Он ещё раз проверил пистолет и вышел на улицу. На ходу он осознал, что при всей натренированной наблюдательности совершенно не запомнил внешности недавнего собеседника.

В вечерних новостях сообщили о неудачном покушении на известного модельера Фелипе Пуэньо. Убийца промахнулся: пуля попала в семилетнюю Луизу Джотти, дочь учителя, случайно оказавшуюся на месте событий. Следующий выстрел преступник направил себе в висок.

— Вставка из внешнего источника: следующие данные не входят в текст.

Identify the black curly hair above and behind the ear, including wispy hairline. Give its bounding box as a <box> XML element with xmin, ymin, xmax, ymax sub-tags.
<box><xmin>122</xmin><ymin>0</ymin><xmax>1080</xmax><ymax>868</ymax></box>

— Дело в том,⁠— говорил маэстро,⁠— что в тот самый миг между двумя выстрелами разбойник наконец испытал то раскаяние, которого желал многие годы. Но это уже не было раскаяние за одно случайное убийство. Пришло раскаяние за все убийства сразу, равно как и за прочие грехи, которым наш разбойник давно потерял счёт.

Антонио сидел один в полутёмной мастерской, перебирая в руках линейки и новую стамеску. Ему казалось, что маэстро давно ушёл, однако его голос отдавался в ушах, как будто замолк только что. Впрочем, Антонио больше беспокоило другое: он никак не мог вспомнить, о чём же рассказал ему недавний гость.